Published by Candlewick
Summary: Tola is the youngest of three children living with their grandmother in Lagos, Nigeria. Because of her size and place in the family, Tola is often told she is too small and works hard to prove otherwise. In the first story, she and Grandmommy go to the market and struggle to carry home all their purchases. Next, Tola helps her siblings get water when the water in the apartment isn’t working. She is almost thwarted by some older boys until some kind neighbors turn the tables on the bullies. Finally, Tola saves her friend the tailor when he breaks his leg. Tola has a talent with numbers, and she and her older brother bike all over Lagos to measure people for their new Easter and Eid outfits. Tola is rewarded by the tailor with the beautiful ruffled dress that she has dreamed about. 96 pages; grades 2-4.

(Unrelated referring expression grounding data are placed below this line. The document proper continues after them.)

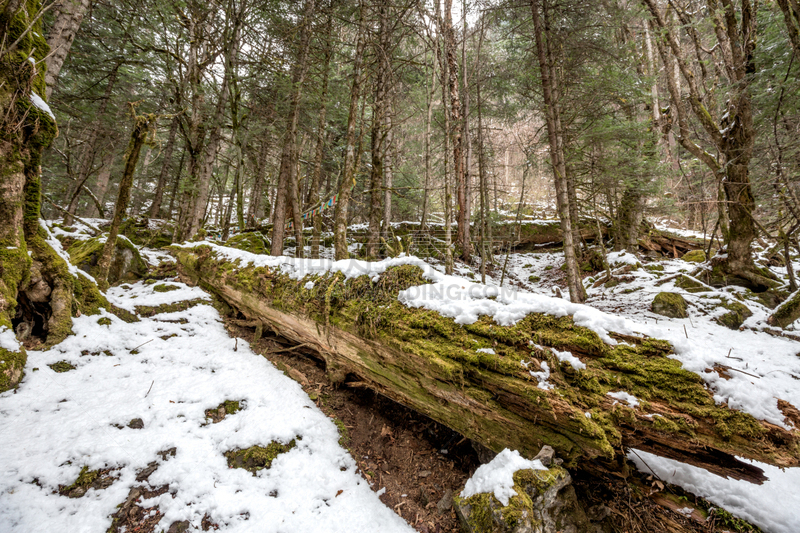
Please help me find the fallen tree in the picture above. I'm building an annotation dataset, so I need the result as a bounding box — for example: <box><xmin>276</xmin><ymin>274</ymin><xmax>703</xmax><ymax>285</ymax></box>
<box><xmin>174</xmin><ymin>245</ymin><xmax>799</xmax><ymax>483</ymax></box>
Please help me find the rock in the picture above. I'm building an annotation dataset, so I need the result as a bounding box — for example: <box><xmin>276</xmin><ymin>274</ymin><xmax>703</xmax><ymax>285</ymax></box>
<box><xmin>67</xmin><ymin>235</ymin><xmax>148</xmax><ymax>284</ymax></box>
<box><xmin>437</xmin><ymin>489</ymin><xmax>454</xmax><ymax>514</ymax></box>
<box><xmin>651</xmin><ymin>292</ymin><xmax>688</xmax><ymax>318</ymax></box>
<box><xmin>533</xmin><ymin>445</ymin><xmax>555</xmax><ymax>467</ymax></box>
<box><xmin>455</xmin><ymin>464</ymin><xmax>590</xmax><ymax>533</ymax></box>
<box><xmin>225</xmin><ymin>232</ymin><xmax>270</xmax><ymax>255</ymax></box>
<box><xmin>768</xmin><ymin>289</ymin><xmax>800</xmax><ymax>329</ymax></box>
<box><xmin>167</xmin><ymin>520</ymin><xmax>190</xmax><ymax>533</ymax></box>
<box><xmin>128</xmin><ymin>418</ymin><xmax>144</xmax><ymax>429</ymax></box>
<box><xmin>716</xmin><ymin>300</ymin><xmax>753</xmax><ymax>330</ymax></box>
<box><xmin>419</xmin><ymin>470</ymin><xmax>432</xmax><ymax>478</ymax></box>
<box><xmin>681</xmin><ymin>250</ymin><xmax>706</xmax><ymax>263</ymax></box>
<box><xmin>674</xmin><ymin>274</ymin><xmax>709</xmax><ymax>293</ymax></box>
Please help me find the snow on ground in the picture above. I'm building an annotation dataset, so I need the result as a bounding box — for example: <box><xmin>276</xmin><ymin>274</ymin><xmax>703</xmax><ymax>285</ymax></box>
<box><xmin>0</xmin><ymin>281</ymin><xmax>414</xmax><ymax>533</ymax></box>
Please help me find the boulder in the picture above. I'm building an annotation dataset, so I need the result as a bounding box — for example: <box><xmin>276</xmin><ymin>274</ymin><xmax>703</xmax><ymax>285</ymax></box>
<box><xmin>768</xmin><ymin>290</ymin><xmax>800</xmax><ymax>329</ymax></box>
<box><xmin>681</xmin><ymin>250</ymin><xmax>706</xmax><ymax>263</ymax></box>
<box><xmin>651</xmin><ymin>292</ymin><xmax>688</xmax><ymax>318</ymax></box>
<box><xmin>455</xmin><ymin>461</ymin><xmax>591</xmax><ymax>533</ymax></box>
<box><xmin>716</xmin><ymin>300</ymin><xmax>753</xmax><ymax>330</ymax></box>
<box><xmin>225</xmin><ymin>232</ymin><xmax>270</xmax><ymax>255</ymax></box>
<box><xmin>67</xmin><ymin>235</ymin><xmax>147</xmax><ymax>284</ymax></box>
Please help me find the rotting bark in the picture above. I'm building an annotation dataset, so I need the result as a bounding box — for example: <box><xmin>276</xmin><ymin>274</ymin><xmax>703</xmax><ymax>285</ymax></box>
<box><xmin>175</xmin><ymin>246</ymin><xmax>800</xmax><ymax>483</ymax></box>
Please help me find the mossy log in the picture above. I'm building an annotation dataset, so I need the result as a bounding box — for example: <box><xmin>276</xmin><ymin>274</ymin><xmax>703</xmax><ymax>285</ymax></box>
<box><xmin>175</xmin><ymin>246</ymin><xmax>800</xmax><ymax>483</ymax></box>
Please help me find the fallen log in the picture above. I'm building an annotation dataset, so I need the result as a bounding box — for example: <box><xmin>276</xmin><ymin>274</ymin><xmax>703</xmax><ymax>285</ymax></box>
<box><xmin>174</xmin><ymin>245</ymin><xmax>799</xmax><ymax>483</ymax></box>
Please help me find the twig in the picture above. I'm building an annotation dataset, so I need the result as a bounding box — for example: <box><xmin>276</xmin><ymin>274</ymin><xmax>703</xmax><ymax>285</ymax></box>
<box><xmin>683</xmin><ymin>324</ymin><xmax>688</xmax><ymax>338</ymax></box>
<box><xmin>130</xmin><ymin>339</ymin><xmax>153</xmax><ymax>352</ymax></box>
<box><xmin>266</xmin><ymin>343</ymin><xmax>311</xmax><ymax>355</ymax></box>
<box><xmin>145</xmin><ymin>380</ymin><xmax>154</xmax><ymax>397</ymax></box>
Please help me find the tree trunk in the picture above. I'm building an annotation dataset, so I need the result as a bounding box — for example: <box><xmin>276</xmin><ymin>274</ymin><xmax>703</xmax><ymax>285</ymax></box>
<box><xmin>270</xmin><ymin>0</ymin><xmax>316</xmax><ymax>256</ymax></box>
<box><xmin>308</xmin><ymin>10</ymin><xmax>333</xmax><ymax>258</ymax></box>
<box><xmin>148</xmin><ymin>115</ymin><xmax>179</xmax><ymax>219</ymax></box>
<box><xmin>247</xmin><ymin>136</ymin><xmax>271</xmax><ymax>227</ymax></box>
<box><xmin>530</xmin><ymin>0</ymin><xmax>585</xmax><ymax>303</ymax></box>
<box><xmin>96</xmin><ymin>113</ymin><xmax>156</xmax><ymax>289</ymax></box>
<box><xmin>334</xmin><ymin>5</ymin><xmax>366</xmax><ymax>261</ymax></box>
<box><xmin>443</xmin><ymin>0</ymin><xmax>469</xmax><ymax>263</ymax></box>
<box><xmin>382</xmin><ymin>111</ymin><xmax>394</xmax><ymax>241</ymax></box>
<box><xmin>63</xmin><ymin>64</ymin><xmax>119</xmax><ymax>225</ymax></box>
<box><xmin>44</xmin><ymin>0</ymin><xmax>90</xmax><ymax>98</ymax></box>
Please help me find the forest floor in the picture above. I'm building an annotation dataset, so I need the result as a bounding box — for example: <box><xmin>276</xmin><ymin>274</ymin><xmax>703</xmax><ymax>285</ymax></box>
<box><xmin>1</xmin><ymin>220</ymin><xmax>800</xmax><ymax>532</ymax></box>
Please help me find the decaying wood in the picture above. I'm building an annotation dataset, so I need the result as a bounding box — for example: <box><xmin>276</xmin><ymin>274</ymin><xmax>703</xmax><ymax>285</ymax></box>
<box><xmin>175</xmin><ymin>246</ymin><xmax>799</xmax><ymax>484</ymax></box>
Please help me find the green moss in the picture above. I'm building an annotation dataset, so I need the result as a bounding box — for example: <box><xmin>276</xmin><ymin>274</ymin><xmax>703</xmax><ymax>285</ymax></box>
<box><xmin>224</xmin><ymin>440</ymin><xmax>297</xmax><ymax>473</ymax></box>
<box><xmin>644</xmin><ymin>264</ymin><xmax>664</xmax><ymax>272</ymax></box>
<box><xmin>49</xmin><ymin>360</ymin><xmax>75</xmax><ymax>372</ymax></box>
<box><xmin>675</xmin><ymin>275</ymin><xmax>710</xmax><ymax>293</ymax></box>
<box><xmin>527</xmin><ymin>275</ymin><xmax>540</xmax><ymax>283</ymax></box>
<box><xmin>134</xmin><ymin>298</ymin><xmax>206</xmax><ymax>317</ymax></box>
<box><xmin>455</xmin><ymin>466</ymin><xmax>569</xmax><ymax>532</ymax></box>
<box><xmin>681</xmin><ymin>250</ymin><xmax>707</xmax><ymax>263</ymax></box>
<box><xmin>651</xmin><ymin>292</ymin><xmax>688</xmax><ymax>318</ymax></box>
<box><xmin>716</xmin><ymin>300</ymin><xmax>752</xmax><ymax>330</ymax></box>
<box><xmin>62</xmin><ymin>466</ymin><xmax>99</xmax><ymax>494</ymax></box>
<box><xmin>225</xmin><ymin>232</ymin><xmax>270</xmax><ymax>255</ymax></box>
<box><xmin>97</xmin><ymin>317</ymin><xmax>112</xmax><ymax>326</ymax></box>
<box><xmin>152</xmin><ymin>283</ymin><xmax>179</xmax><ymax>293</ymax></box>
<box><xmin>334</xmin><ymin>419</ymin><xmax>351</xmax><ymax>448</ymax></box>
<box><xmin>67</xmin><ymin>235</ymin><xmax>147</xmax><ymax>284</ymax></box>
<box><xmin>0</xmin><ymin>346</ymin><xmax>27</xmax><ymax>392</ymax></box>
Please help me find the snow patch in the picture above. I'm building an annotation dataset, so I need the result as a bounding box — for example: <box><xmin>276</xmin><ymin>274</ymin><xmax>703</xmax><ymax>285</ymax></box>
<box><xmin>460</xmin><ymin>449</ymin><xmax>546</xmax><ymax>506</ymax></box>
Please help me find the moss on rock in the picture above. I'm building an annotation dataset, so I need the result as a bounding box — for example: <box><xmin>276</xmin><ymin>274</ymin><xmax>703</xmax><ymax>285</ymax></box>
<box><xmin>225</xmin><ymin>232</ymin><xmax>270</xmax><ymax>255</ymax></box>
<box><xmin>681</xmin><ymin>250</ymin><xmax>707</xmax><ymax>263</ymax></box>
<box><xmin>454</xmin><ymin>465</ymin><xmax>589</xmax><ymax>533</ymax></box>
<box><xmin>49</xmin><ymin>360</ymin><xmax>75</xmax><ymax>372</ymax></box>
<box><xmin>67</xmin><ymin>235</ymin><xmax>147</xmax><ymax>284</ymax></box>
<box><xmin>651</xmin><ymin>292</ymin><xmax>688</xmax><ymax>318</ymax></box>
<box><xmin>224</xmin><ymin>440</ymin><xmax>296</xmax><ymax>474</ymax></box>
<box><xmin>0</xmin><ymin>345</ymin><xmax>26</xmax><ymax>392</ymax></box>
<box><xmin>716</xmin><ymin>300</ymin><xmax>753</xmax><ymax>330</ymax></box>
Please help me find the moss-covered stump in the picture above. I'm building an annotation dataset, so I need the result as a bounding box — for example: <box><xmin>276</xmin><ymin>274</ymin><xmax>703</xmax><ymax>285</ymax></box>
<box><xmin>768</xmin><ymin>290</ymin><xmax>800</xmax><ymax>329</ymax></box>
<box><xmin>716</xmin><ymin>300</ymin><xmax>753</xmax><ymax>330</ymax></box>
<box><xmin>681</xmin><ymin>250</ymin><xmax>707</xmax><ymax>263</ymax></box>
<box><xmin>651</xmin><ymin>292</ymin><xmax>688</xmax><ymax>318</ymax></box>
<box><xmin>224</xmin><ymin>440</ymin><xmax>296</xmax><ymax>474</ymax></box>
<box><xmin>455</xmin><ymin>466</ymin><xmax>589</xmax><ymax>533</ymax></box>
<box><xmin>225</xmin><ymin>232</ymin><xmax>270</xmax><ymax>255</ymax></box>
<box><xmin>67</xmin><ymin>235</ymin><xmax>147</xmax><ymax>284</ymax></box>
<box><xmin>174</xmin><ymin>246</ymin><xmax>800</xmax><ymax>480</ymax></box>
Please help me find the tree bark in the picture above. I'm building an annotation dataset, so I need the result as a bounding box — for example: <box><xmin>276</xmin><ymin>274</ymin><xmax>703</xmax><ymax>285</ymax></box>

Pros: These tales are completely charming, both the stories and the illustrations. Tola and her family live in pretty impoverished circumstances, in a two-room apartment with unreliable water and electricity that is paid for by a father working in England. But her circumstances are described in a very matter-of-fact way, with a much greater emphasis on the love and caring of Tola’s family and community.
Cons: I was really hoping for a bit of backmatter on Lagos and Nigeria–at least a map.
I happened to listen to a TED talk recently that is the perfect complement to this book. If you have fifteen minutes, listen to The Danger of a Single Story by author Chimamanda Ngozi Adichie, who grew up in Lagos.